I just want to be done with this guy because I’m fast approaching a year and have gotten nowhere except out of a significant amount of money. I’m considering reaching out to a real estate attorney. Does anyone have any suggestions?

@Courtney A Hall - any reason you didn't select a Cleveland based firm for this? 

This is going to sound harsh, however you need to hear it: if you're not getting anything that you want, apparently don't have proof that you own the place yet you're making payments, who is at fault?

@Tchaka Owen

Thanks for your response. However, my post was not aimed at fault finding, it was geared toward finding a lawyer/legal advice. So are you offering help or just making comments?
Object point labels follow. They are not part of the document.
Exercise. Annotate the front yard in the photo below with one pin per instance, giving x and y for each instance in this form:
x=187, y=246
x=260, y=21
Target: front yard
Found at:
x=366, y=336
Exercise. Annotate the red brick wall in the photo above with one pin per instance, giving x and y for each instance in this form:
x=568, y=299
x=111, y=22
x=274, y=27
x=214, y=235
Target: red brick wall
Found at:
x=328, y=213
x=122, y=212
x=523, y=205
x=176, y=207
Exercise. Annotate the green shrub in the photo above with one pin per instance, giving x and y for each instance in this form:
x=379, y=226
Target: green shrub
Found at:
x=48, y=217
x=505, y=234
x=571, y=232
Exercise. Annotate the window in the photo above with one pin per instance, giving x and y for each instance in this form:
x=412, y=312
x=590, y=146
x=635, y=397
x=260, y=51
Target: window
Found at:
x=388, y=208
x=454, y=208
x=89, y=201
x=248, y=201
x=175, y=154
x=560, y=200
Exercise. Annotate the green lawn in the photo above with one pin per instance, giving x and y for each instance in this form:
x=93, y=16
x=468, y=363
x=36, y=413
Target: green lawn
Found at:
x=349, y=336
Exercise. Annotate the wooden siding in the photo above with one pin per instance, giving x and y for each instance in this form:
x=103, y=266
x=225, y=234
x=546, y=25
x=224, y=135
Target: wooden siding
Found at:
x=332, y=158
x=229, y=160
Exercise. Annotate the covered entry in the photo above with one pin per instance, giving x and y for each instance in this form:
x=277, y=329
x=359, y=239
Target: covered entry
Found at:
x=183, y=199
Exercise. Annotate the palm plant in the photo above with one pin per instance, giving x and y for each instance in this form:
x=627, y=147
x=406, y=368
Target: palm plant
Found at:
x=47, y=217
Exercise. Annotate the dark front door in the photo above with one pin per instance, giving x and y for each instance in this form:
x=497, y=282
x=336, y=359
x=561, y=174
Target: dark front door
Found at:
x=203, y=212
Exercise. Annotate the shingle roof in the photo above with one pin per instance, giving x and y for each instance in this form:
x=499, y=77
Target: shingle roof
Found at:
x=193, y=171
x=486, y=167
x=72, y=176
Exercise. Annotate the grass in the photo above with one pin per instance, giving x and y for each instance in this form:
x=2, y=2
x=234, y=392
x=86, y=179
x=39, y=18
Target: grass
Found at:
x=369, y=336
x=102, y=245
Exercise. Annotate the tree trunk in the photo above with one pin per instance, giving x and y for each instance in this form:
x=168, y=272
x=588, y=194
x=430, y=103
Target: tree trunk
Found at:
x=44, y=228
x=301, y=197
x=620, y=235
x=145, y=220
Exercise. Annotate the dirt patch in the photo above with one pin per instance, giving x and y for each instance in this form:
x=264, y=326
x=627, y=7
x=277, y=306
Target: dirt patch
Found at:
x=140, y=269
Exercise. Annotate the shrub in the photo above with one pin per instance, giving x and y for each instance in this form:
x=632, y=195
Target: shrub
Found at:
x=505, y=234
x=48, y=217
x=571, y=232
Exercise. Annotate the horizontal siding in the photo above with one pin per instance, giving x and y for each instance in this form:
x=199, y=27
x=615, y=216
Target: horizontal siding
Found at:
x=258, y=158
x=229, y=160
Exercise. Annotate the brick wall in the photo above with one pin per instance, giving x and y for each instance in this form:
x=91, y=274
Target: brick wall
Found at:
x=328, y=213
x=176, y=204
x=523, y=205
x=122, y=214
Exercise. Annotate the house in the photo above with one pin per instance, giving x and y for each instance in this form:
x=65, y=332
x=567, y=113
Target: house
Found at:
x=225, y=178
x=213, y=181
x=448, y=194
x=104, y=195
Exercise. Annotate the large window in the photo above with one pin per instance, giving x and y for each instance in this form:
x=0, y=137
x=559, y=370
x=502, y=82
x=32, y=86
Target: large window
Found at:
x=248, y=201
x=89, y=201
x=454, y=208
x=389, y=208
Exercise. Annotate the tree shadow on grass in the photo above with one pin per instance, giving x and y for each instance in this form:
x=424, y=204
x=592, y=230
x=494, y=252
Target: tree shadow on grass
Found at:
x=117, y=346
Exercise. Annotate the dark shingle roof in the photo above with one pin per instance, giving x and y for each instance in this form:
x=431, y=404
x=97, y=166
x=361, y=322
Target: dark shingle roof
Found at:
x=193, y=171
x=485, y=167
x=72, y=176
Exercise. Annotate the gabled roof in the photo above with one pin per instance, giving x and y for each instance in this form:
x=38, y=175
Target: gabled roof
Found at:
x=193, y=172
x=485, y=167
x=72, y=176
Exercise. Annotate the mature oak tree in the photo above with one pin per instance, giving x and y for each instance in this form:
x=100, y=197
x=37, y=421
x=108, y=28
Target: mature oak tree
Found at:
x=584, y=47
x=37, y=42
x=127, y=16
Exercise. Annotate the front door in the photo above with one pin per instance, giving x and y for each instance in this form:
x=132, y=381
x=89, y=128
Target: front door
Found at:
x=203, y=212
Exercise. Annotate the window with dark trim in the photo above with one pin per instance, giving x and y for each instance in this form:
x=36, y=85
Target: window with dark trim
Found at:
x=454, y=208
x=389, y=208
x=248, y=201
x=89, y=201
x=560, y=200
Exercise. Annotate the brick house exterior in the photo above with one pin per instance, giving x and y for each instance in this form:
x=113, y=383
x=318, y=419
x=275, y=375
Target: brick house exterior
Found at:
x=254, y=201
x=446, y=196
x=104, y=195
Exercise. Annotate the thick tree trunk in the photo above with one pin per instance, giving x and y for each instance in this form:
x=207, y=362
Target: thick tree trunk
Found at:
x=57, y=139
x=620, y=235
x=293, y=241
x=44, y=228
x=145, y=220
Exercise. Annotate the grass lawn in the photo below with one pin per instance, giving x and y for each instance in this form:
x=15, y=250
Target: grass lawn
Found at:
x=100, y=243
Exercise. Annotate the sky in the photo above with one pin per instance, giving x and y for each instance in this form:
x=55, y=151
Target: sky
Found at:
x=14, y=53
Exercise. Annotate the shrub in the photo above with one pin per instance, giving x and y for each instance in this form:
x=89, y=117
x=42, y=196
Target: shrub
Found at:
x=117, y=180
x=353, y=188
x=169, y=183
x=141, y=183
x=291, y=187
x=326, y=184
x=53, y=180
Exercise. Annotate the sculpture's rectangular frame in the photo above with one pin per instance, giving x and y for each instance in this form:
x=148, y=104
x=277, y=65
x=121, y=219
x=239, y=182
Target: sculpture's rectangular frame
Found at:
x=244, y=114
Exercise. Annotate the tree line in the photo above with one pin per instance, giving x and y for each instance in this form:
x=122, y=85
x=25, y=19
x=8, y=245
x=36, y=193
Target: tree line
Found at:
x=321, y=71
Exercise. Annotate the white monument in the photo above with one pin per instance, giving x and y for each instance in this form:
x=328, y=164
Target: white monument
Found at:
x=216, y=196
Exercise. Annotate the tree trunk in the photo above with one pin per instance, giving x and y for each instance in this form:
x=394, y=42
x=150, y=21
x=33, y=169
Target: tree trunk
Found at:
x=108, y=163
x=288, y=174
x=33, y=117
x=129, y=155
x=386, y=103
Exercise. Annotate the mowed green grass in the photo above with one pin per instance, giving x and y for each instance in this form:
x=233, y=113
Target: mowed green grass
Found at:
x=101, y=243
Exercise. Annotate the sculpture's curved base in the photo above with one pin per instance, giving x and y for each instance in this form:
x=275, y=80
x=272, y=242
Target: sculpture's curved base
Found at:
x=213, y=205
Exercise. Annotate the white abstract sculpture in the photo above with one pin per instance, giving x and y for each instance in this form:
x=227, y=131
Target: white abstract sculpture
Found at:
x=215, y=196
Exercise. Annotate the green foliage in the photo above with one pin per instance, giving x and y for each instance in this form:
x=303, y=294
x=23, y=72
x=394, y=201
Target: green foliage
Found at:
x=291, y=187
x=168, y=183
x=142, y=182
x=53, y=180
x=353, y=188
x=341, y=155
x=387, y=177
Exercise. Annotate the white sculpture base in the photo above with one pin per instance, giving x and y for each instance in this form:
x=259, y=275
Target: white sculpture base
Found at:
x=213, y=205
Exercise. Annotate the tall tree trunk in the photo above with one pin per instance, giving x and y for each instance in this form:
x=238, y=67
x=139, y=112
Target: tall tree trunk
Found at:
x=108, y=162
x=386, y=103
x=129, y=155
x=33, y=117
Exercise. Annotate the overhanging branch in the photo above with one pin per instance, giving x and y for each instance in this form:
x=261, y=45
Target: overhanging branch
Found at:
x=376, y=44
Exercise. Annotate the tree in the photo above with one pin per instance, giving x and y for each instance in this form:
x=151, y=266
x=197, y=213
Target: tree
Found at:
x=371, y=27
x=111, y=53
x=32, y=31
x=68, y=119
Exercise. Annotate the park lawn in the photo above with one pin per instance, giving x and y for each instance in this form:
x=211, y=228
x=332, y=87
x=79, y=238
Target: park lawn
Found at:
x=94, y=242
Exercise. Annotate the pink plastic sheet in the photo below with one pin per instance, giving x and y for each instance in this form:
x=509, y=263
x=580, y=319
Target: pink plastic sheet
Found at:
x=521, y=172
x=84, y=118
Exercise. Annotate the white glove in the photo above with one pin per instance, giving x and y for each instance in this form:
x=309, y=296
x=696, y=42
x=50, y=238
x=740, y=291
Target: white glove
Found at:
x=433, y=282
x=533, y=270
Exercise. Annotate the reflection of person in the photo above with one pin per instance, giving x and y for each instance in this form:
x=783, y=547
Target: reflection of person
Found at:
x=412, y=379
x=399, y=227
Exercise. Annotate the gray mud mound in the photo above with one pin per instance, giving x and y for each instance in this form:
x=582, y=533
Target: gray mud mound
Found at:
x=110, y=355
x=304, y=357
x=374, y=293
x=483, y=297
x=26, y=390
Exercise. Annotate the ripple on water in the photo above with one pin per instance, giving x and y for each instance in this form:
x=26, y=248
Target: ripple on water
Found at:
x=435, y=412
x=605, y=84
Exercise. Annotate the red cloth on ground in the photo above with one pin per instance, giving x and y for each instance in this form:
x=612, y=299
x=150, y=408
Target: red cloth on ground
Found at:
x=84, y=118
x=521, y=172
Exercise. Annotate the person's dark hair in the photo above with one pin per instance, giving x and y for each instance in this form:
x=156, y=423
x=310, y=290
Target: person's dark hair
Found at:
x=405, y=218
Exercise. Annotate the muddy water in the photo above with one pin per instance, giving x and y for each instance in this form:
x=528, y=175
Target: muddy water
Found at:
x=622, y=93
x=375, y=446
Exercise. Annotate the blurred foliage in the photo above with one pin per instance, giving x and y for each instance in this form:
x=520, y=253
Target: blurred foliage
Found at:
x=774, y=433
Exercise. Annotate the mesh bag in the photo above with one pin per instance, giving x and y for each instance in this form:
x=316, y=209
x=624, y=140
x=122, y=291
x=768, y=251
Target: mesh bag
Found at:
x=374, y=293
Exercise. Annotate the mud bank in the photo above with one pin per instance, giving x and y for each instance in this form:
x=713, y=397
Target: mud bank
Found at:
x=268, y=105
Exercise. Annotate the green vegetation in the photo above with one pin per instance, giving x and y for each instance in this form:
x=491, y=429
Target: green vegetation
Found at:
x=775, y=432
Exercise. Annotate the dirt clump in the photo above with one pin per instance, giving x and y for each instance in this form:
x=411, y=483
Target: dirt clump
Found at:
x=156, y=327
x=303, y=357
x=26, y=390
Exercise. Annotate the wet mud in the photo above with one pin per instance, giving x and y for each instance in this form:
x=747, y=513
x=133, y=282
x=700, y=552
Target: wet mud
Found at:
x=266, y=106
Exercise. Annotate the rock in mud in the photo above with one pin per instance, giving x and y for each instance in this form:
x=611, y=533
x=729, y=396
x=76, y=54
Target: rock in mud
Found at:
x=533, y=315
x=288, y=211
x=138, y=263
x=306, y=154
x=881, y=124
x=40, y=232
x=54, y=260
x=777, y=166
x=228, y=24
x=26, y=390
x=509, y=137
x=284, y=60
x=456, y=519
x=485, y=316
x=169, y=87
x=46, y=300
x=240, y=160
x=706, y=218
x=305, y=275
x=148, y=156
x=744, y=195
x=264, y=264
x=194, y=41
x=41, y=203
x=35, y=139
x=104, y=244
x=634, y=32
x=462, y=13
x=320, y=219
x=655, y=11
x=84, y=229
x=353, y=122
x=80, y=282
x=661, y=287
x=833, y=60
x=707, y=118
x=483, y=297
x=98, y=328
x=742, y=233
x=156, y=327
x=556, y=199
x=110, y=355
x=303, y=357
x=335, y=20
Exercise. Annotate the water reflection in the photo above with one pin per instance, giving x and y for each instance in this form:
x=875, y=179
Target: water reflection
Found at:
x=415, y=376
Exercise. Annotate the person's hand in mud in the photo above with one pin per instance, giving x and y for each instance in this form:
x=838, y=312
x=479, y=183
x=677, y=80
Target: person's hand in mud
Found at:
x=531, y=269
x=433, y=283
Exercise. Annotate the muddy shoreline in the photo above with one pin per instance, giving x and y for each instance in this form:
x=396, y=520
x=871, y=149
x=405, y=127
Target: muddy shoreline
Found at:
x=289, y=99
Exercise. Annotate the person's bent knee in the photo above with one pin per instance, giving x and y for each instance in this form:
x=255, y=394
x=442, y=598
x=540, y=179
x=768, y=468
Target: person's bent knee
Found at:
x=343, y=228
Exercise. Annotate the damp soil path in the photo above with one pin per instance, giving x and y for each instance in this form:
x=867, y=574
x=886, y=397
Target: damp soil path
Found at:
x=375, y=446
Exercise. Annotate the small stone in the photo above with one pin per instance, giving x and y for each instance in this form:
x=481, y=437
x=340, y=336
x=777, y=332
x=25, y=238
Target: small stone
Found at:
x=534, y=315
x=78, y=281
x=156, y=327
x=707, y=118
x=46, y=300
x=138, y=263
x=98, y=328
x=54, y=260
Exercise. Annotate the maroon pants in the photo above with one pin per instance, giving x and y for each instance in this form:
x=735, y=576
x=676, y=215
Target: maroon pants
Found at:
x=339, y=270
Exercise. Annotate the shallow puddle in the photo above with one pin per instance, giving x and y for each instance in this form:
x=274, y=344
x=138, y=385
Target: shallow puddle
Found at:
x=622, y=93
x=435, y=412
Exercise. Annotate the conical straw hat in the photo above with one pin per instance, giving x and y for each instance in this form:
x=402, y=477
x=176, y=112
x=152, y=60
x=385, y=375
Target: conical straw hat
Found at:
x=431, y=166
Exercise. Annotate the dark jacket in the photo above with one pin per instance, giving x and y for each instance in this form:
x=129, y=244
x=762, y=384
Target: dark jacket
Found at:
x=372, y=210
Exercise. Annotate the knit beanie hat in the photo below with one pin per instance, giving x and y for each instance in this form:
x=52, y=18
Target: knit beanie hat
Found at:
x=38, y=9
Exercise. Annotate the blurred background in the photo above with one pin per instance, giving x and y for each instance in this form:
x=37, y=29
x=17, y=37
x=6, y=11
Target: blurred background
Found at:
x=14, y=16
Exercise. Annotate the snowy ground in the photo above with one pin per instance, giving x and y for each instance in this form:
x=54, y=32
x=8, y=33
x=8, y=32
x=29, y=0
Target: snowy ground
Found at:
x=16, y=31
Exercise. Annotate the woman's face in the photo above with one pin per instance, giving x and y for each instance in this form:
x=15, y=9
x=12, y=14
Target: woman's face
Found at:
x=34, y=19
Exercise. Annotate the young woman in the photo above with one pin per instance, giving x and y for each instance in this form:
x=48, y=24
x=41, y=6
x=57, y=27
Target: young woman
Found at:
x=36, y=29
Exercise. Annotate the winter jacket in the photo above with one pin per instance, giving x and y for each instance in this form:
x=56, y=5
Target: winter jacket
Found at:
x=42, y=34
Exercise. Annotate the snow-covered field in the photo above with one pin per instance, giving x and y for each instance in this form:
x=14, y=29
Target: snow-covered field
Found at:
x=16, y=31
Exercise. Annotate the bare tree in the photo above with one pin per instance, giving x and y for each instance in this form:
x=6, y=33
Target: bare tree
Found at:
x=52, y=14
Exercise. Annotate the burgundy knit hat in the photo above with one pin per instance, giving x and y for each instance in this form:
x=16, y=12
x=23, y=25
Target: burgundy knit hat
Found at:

Please refrain from posting if your comments aren’t geared toward a solution. Thanks

I am no expert in this but the first thing I would do is go to public records and find out if your name has been recorded as the owner of the property.  Just because you don't have the deed in hand does not necessarily mean you do not own the property.  Did you work with a title company at all?

Once you are sure of the facts then stop waiting for them to reach out to you and aggressively start reaching out to them.  

@Courtney A Hall

What's the business agreement say about the choice of law/choice of forum? Typically the agreement would say that the laws of a particular state apply to the underlying agreement. It would also typically say you can only bring a lawsuit in a certain county within a state (or say that the parties must arbitrate). 

In any event, I would engage counsel and have the attorney look at all the relevant documents/facts. 

Disclaimer: While I’m an attorney licensed to practice in PA, I’m not your attorney. What I wrote above does not create an attorney/client relationship between us. I wrote the above for informational purposes. Do not rely on it for legal advice. Always consult with your attorney before you rely on the above information.

Call your local bar association to see if they have a lawyer-referral service. Ask for a referral to a few real estate lawyers. "local" will mean the location where the contract was formed. CAll a few real estate lawyers and see who seems trustworthy and you click with. Alternately, look up real estate lawyers on yelp and read their reviews.
Do it right away. This sounds problematic.

Do a search in the local county records to confirm your entity owns the property. If not, then you should definitely hire an attorney and perhaps contact the local authorities in Philadelphia because it sounds like fraud. Good luck. 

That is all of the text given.